Emex
Annual, strongly taprooted, prostrate to weakly erect monoecious herbs. Leaves alternate, petiolate, not articulate, entire; ochreas short, tubular, truncate, brown, membranous, glabrous, soon disintegrating. Male flowers clustered, shortly pedicellate, in short, loose axillary and/or terminal panicles; perianth segments sepaloid, 5 or 6, free, virtually equal; stamens 4–6; female flowers sessile or subsessile in axillary clusters; perianth segments 6, fused in lower part, the outer 3 spinescent, becoming hard, thickened and recurved in fruit, the inner 3 remaining erect, closing over the nut; stigmas 3, flattened, fringed. Nut trigonous to triquetrous, remaining within the enlarged fruiting perianth.

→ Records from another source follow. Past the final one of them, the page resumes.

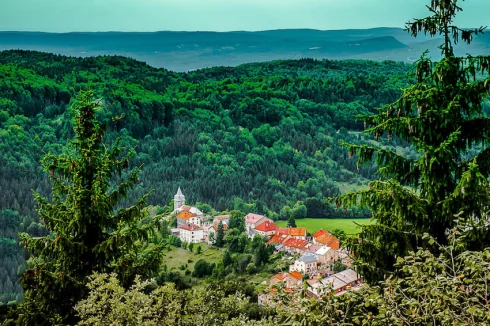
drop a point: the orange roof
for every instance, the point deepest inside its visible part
(319, 233)
(266, 226)
(295, 232)
(190, 227)
(276, 239)
(329, 240)
(185, 215)
(185, 208)
(252, 218)
(295, 243)
(296, 275)
(280, 276)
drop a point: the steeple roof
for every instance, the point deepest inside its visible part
(179, 195)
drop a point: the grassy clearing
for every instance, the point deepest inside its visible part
(314, 224)
(178, 256)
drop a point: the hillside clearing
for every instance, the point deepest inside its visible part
(348, 225)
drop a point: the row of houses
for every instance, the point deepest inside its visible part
(193, 226)
(293, 282)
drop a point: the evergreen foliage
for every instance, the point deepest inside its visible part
(443, 118)
(220, 235)
(87, 232)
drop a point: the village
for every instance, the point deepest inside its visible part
(312, 257)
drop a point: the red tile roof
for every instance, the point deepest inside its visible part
(276, 239)
(190, 227)
(320, 233)
(296, 275)
(295, 243)
(295, 232)
(185, 208)
(266, 226)
(280, 276)
(185, 215)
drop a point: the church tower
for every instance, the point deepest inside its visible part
(179, 199)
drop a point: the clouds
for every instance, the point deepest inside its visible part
(218, 15)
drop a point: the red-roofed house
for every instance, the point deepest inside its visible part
(187, 217)
(298, 233)
(293, 245)
(277, 239)
(251, 221)
(325, 238)
(266, 228)
(212, 229)
(191, 233)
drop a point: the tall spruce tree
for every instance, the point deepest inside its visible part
(87, 231)
(441, 116)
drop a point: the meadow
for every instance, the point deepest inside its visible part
(348, 225)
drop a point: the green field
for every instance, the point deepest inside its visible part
(178, 256)
(314, 224)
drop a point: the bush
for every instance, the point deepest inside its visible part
(251, 268)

2 species, from the Mediterranean region and southern Africa, both naturalised in Australia.
Sometimes included in an expanded Rumex (e.g. Schuster et al. 2015).
Walsh, N.G. (1996). Polygonaceae. In: Walsh, N.G.; Entwisle, T.J., Flora of Victoria Vol. 3, Dicotyledons Winteraceae to Myrtaceae, pp. 272–295. Inkata Press, Melbourne.
Schuster, T.M.; Reveal, J.L.; Bayly, M.J.; Kron, K.A. (2015). An updated molecular phylogeny of Polygonoideae (Polygonaceae): Relationships of Oxygonum, Pteroxygonum, and Rumex, and a new circumscription of Koenigia.. Taxon 64(6): 1188–1208.